The ongoing challenge of avoiding bias in decision-making
- March 5, 2020
- Posted by: Joe Milazzo II
- Category: Blog
This week’s blog is a little different — it focuses on one of the “hows” of regional business leadership.
Perhaps as a result of being a research engineer by training, I find myself constantly thinking and asking myself, Natalie, our volunteers, and our partners about ways to do things better, whether we are speaking of our RTA organizational structure or the region’s transportation network.
As someone who has studied political science in both academic and professional circles for 30 or more years, I recognize that what is possible will depend on a host of constraints and interests — and timing.
As a member of the current Leadership North Carolina class, I just heard Christopher Chung (Economic Development Partnership of North Carolina CEO) speak of the importance to executives of a constant focus on aligning internal resources and constantly tweaking the balance of those inherently limited resources to optimize and achieve organizational objectives.
The above brings to me a short but very interesting Scientific American article called, “The Perils of ‘Survivorship Bias.’”
I have subscribed to Scientific American magazine for several years.

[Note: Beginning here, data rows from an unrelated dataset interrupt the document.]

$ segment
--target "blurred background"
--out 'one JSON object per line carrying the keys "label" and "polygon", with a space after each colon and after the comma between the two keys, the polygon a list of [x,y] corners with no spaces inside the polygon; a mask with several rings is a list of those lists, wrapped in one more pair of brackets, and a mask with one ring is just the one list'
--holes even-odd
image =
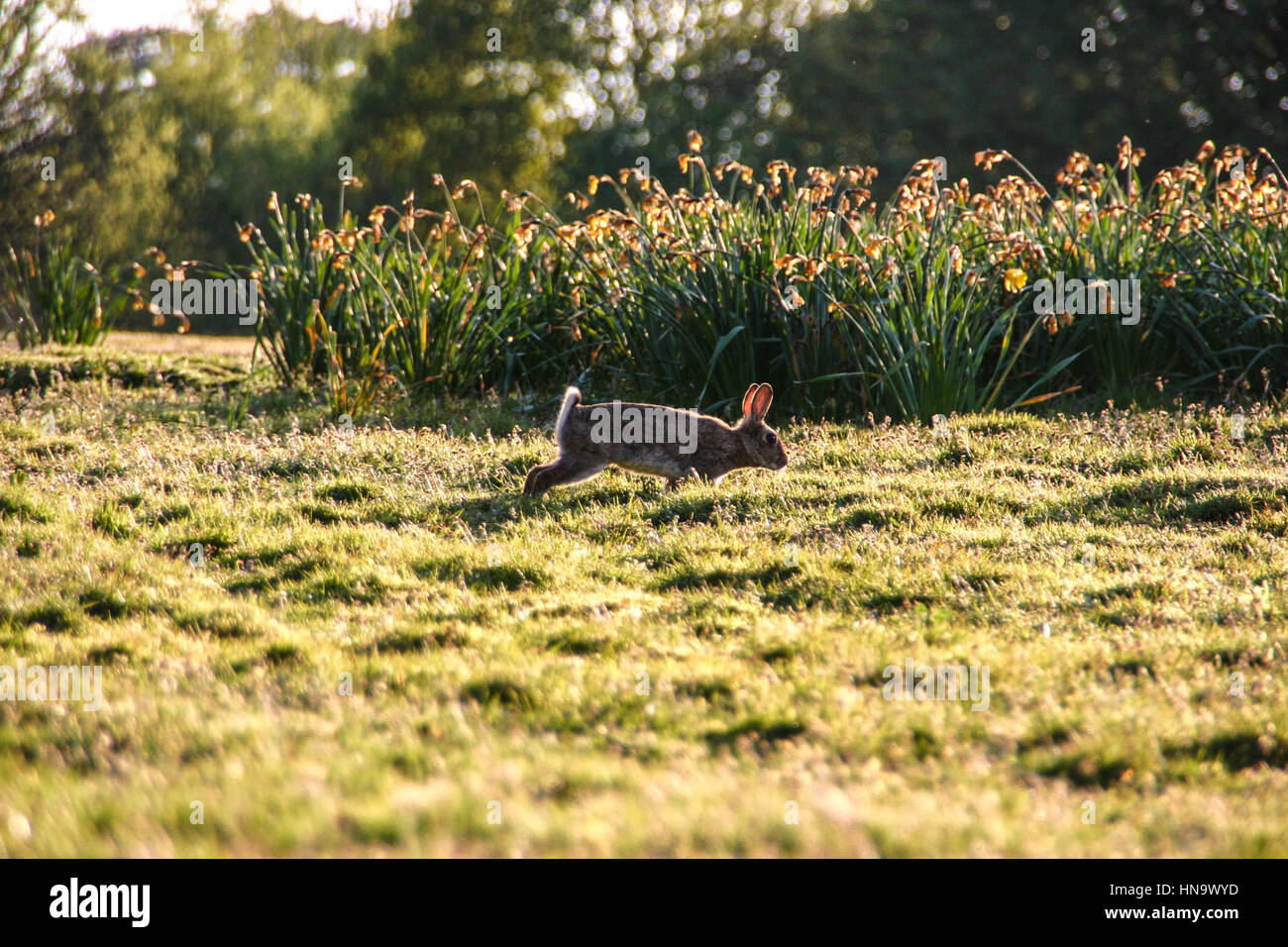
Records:
{"label": "blurred background", "polygon": [[981,148],[1047,183],[1122,135],[1146,180],[1204,139],[1288,156],[1275,0],[139,6],[0,0],[5,242],[53,210],[106,262],[246,263],[237,224],[272,191],[330,220],[344,162],[359,213],[435,173],[554,204],[621,167],[680,186],[689,129],[712,165],[875,165],[878,198],[921,157],[993,180]]}

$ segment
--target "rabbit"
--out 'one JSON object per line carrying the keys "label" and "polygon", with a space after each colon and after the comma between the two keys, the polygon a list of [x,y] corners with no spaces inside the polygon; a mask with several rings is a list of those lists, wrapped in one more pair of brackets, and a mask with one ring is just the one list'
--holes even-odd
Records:
{"label": "rabbit", "polygon": [[559,456],[528,470],[523,492],[541,496],[551,487],[589,479],[611,464],[662,477],[667,490],[690,477],[719,482],[744,466],[782,470],[787,451],[765,424],[773,399],[769,385],[751,385],[742,398],[742,417],[730,428],[719,417],[659,405],[582,405],[581,392],[569,388],[555,423]]}

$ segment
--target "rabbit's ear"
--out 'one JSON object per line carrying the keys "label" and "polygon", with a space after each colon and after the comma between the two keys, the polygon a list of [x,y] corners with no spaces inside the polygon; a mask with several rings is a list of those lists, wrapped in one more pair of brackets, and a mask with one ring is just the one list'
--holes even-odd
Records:
{"label": "rabbit's ear", "polygon": [[[747,396],[751,397],[751,420],[757,423],[765,420],[769,406],[774,401],[774,389],[768,384],[757,385],[755,394],[747,392]],[[746,398],[743,403],[746,403]],[[743,414],[746,414],[746,407],[743,408]]]}

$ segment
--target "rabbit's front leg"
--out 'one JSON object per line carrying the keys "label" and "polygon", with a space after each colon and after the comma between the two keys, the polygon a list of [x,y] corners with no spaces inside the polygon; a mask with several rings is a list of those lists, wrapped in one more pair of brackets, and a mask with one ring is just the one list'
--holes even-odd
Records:
{"label": "rabbit's front leg", "polygon": [[694,469],[692,466],[688,470],[685,470],[683,474],[680,474],[679,477],[676,477],[675,479],[668,479],[666,482],[666,490],[667,490],[667,492],[672,492],[672,491],[679,490],[680,486],[685,481],[688,481],[690,478],[692,479],[701,479],[701,474],[697,472],[697,469]]}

I do so for two primary reasons: to become aware of discoveries, studies, and solutions that are new, emerging, or on the possible future horizon; and to challenge my thinking.
The author, a computational and behavioral scientist named Sendhil Mullainathan with the University of Chicago Booth School of Business, speaks about how to avoid a common fault in reasoning — namely, over-focusing on the data you know, rather than the data that isn’t there.
In the article, “Survivorship Bias” refers to the error of “ignoring the selection process that led us to have those data.”
The author challenges us to ask ourselves this one question when either making decisions, or when reflecting on the results of past decisions made by ourselves and others: “What’s the data that’s not present?”
Dealing with bias is not easy, and we we will never get it completely right — time and limited information are always with us. But even asking the question can lead us to have a more measured view of our decision-making and our reflection on past results, including successes and failures.
Better data leads to better decisions, and better analysis of those decisions.